Victorian-based and founded materials science company Great Wrap has raised $24 million in capital to ‘completely knock petroleum plastic off the supermarket shelf’ with its biodegradable products.
The $24 million investment includes an $11 million equity portion with participants including Darren Thomas, W23, Grill’d Innovation Fund, Giant Leap, Small Giants, Thai Wah Ventures, GroundSwell, Trail Mix Ventures and Springbank Collective. The final $13 million is non-dilutive capital, the terms of which co-founder Jordy Kay says are at competitive rates for a startup, comes from DLL Group, Rabobank’s asset financing arm.
The equity funding will be used primarily to grow the Great Wrap team and expand into new markets. The direct-to-consumer side of the business has sold products into 50,000 Australian homes, and will launch in the US in two weeks’ time. Later this year the business plans to launch in the business-to-business market.
Great Wrap’s stretch wrap is made from potato waste. It’s currently in the process of adding a biorefinery to its Tullamarine manufacturing site, which will process potato waste into polyhydroxyalkanoates, or PHA biodegradable plastic.
The company says it performs the same as conventional plastic wraps, but is 100% compostable, and breaks down in less than 180 days. Consumer advocate CHOICE says its cling wrap works in all of the ways you would expect it to.
That’s been a real focus for Great Wrap, and co-founder Julia Kay says it’s important for sustainable products to work just as well and cost a similar amount to the incumbents they are trying to disrupt.
“It is really important that you’re not sacrificing on functionality, quality, or price, whereas it has often been like that in the past,” she said.
“We learnt really quickly from consumers, that even though most people would love to good and make the best choice at the supermarket shelf or online, it really does come down to price.
“Our interest in price is so that we can completely knock petroleum plastic off the shelf.”
An emerging space
141 million tonnes of plastic packaging is produced every year and one third leaks from collection systems into the environment, United Kingdom charity Wrap says. Plastic production, use and disposal contributes 1.8 billion tonnes of carbon emissions annually.
Incumbent stretch wrap makers face the looming possibility that as governments increase action on climate change, traditional plastic stretch wraps will be threatened by new regulations.
“The compostable biodegradable space is new and emerging, there’s definitely a lot of scope to grow in that space and really disrupt the industry,” Julia said.
“If you look outside Australia to places like Europe, you see a lot of changes being made already. But you can see the industry shifting, even without enforcement, which is really good.”

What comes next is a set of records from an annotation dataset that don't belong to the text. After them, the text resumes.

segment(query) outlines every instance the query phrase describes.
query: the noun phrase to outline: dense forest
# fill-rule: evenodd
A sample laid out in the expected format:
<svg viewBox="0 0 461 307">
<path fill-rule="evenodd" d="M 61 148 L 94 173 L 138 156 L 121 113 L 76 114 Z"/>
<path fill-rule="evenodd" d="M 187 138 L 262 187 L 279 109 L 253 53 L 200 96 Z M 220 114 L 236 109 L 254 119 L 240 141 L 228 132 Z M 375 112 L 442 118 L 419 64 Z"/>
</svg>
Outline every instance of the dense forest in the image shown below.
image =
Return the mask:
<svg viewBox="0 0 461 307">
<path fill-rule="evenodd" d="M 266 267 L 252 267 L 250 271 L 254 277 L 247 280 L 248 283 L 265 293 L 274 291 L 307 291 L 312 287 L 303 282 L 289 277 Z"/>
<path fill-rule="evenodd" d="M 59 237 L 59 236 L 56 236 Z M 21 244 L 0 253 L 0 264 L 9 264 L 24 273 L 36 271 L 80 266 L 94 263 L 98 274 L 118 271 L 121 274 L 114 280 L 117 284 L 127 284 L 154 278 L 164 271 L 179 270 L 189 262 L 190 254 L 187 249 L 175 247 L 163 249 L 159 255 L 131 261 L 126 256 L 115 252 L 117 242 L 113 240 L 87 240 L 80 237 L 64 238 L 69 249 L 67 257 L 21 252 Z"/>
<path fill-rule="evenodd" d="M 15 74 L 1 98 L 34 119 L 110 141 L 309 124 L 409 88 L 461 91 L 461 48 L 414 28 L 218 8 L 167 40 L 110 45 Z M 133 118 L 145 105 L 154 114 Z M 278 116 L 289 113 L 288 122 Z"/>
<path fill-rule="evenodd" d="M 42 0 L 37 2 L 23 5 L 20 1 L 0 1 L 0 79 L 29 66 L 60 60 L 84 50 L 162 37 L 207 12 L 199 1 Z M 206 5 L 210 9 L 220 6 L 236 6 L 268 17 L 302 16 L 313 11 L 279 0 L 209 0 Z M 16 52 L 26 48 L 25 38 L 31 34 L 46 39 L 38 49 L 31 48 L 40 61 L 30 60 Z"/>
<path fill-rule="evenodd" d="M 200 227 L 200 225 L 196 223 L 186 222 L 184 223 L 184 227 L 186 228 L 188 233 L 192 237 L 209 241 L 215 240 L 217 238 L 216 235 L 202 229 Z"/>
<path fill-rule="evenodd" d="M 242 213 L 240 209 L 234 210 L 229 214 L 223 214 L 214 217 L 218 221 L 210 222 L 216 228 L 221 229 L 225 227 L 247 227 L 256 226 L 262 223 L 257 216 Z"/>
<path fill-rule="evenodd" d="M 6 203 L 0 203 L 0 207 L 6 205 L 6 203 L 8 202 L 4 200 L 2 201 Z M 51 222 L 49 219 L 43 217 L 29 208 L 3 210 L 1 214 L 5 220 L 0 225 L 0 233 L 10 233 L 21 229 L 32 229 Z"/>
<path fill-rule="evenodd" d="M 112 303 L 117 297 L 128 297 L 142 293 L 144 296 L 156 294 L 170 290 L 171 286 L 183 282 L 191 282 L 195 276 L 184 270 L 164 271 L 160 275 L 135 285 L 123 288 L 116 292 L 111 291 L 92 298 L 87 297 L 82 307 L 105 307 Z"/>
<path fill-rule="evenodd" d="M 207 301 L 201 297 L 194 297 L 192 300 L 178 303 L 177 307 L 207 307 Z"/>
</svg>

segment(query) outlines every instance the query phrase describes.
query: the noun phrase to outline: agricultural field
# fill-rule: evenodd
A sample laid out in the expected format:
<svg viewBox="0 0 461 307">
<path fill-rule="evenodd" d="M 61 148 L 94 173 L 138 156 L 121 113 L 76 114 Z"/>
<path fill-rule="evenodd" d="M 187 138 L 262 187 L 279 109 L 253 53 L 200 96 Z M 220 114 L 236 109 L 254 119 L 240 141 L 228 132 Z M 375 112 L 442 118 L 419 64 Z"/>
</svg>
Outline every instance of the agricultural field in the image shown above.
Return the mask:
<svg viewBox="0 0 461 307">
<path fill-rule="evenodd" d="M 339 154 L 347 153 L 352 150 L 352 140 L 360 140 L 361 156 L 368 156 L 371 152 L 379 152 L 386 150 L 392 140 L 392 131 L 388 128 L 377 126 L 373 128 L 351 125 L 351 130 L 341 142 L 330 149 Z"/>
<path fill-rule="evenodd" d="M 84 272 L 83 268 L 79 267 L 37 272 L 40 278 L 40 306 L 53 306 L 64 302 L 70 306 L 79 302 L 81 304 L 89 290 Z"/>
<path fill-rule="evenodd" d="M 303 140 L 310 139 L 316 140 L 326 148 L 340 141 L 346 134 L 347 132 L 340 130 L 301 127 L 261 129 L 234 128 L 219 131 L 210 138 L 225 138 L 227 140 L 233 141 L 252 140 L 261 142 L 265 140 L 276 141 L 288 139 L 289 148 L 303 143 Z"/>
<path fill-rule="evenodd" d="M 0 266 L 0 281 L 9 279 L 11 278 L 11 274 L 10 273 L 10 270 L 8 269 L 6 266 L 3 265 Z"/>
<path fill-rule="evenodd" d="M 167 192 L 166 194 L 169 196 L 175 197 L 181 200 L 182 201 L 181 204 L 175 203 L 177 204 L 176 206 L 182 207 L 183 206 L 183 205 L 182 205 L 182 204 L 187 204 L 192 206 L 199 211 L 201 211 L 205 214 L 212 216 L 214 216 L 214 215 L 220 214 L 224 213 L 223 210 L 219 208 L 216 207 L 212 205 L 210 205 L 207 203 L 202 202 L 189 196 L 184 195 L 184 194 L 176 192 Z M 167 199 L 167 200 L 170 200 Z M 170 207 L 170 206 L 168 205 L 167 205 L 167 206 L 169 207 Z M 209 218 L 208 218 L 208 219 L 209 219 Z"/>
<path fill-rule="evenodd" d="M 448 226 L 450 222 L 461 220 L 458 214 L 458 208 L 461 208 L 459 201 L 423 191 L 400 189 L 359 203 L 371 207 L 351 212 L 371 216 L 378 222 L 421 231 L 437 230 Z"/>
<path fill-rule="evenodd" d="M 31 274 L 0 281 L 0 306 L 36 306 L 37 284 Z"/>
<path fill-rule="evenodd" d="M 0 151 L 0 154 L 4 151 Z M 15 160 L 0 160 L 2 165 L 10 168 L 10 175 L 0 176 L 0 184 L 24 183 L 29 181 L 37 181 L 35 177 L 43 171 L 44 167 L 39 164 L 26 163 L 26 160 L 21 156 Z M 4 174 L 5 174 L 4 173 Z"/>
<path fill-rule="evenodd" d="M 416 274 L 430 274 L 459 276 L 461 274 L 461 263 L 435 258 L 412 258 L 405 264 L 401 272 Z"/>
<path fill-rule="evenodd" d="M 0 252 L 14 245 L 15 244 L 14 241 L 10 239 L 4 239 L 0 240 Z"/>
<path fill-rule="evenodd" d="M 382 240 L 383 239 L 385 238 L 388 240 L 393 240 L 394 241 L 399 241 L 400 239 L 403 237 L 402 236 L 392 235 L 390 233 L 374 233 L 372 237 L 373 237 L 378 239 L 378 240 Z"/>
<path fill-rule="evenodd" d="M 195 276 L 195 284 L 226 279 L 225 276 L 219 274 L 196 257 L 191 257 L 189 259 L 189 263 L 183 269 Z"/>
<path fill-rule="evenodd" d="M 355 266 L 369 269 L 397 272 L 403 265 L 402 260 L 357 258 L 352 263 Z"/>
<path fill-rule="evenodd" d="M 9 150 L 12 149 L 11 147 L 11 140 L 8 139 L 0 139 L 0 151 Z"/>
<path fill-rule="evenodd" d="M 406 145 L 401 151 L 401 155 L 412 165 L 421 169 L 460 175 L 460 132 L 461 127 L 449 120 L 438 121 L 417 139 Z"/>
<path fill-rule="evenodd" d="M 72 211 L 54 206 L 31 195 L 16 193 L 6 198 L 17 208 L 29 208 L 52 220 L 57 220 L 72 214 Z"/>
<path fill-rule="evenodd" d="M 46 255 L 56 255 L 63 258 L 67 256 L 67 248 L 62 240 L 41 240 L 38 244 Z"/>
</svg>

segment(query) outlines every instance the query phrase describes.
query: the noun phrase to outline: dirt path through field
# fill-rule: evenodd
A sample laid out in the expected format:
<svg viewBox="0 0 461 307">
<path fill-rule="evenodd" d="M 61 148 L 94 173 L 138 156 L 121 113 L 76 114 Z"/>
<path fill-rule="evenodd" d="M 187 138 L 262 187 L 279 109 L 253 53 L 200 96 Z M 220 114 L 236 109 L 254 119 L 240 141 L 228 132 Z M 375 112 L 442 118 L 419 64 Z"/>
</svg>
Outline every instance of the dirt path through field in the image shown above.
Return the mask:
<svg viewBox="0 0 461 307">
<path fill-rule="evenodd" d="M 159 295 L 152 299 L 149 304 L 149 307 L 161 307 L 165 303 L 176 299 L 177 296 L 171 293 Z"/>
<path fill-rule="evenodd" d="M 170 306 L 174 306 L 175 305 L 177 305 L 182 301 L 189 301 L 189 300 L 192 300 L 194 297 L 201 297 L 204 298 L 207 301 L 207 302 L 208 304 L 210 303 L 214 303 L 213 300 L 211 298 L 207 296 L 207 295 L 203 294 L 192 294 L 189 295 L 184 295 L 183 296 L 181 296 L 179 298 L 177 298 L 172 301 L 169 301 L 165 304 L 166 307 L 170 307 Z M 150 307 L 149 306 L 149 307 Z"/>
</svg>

Being at the cutting edge of a sector does comes with challenges. When the biorefinery is built, it will be one of about 10 in the world, Jordy estimates.
“There’s about 100 startups pitching for funding in the PHA realm at the moment, but we feel very fortunate to be capitalised and ready to build,” he said.
“We’re so insanely lucky to have crossed the valley of death from R&D pilot to commercialisation. There’s not a lot of businesses out there that get to do that.
“We’re creating something for the first time, and we’re using engineering technology that is world class, but having to make a lot of adjustments after we’ve installed it.
“We’ve definitely run into a lot of challenges, but that’s the cool think about being a venture capital backed company. It gives you the space to do those things. If you were running on private equity then that would be more challenging.”
The global stretch and shrink film market size is expected to grow by a compound annual growth rate of 5.5% to reach $25.51 billion by 2030. Jordy says capital won’t be an issue for Great Wrap, should demand for its products take off, however it will be limited by the two-year lead time it takes to set up manufacturing plants.
Julia and Jordy agree that these kinds of time frames proved to be a bit of a stumbling block for Australian VCs, when Great Wrap was looking to raise capital, but was less of an issue for American funds.
“That’s the whole issue with VCs investing in sustainable businesses,” Jordy says.
“To change energy markets, to change transport markets, they’re capital intensive and take a long time.”
And that’s hard on a five-year life cycle, or for a 10-year fund, Julie adds.
“Sadly in Australia VCs struggled with that,” Jordy said.
“But we found that in American they get it a bit more and were willing to take a punt.”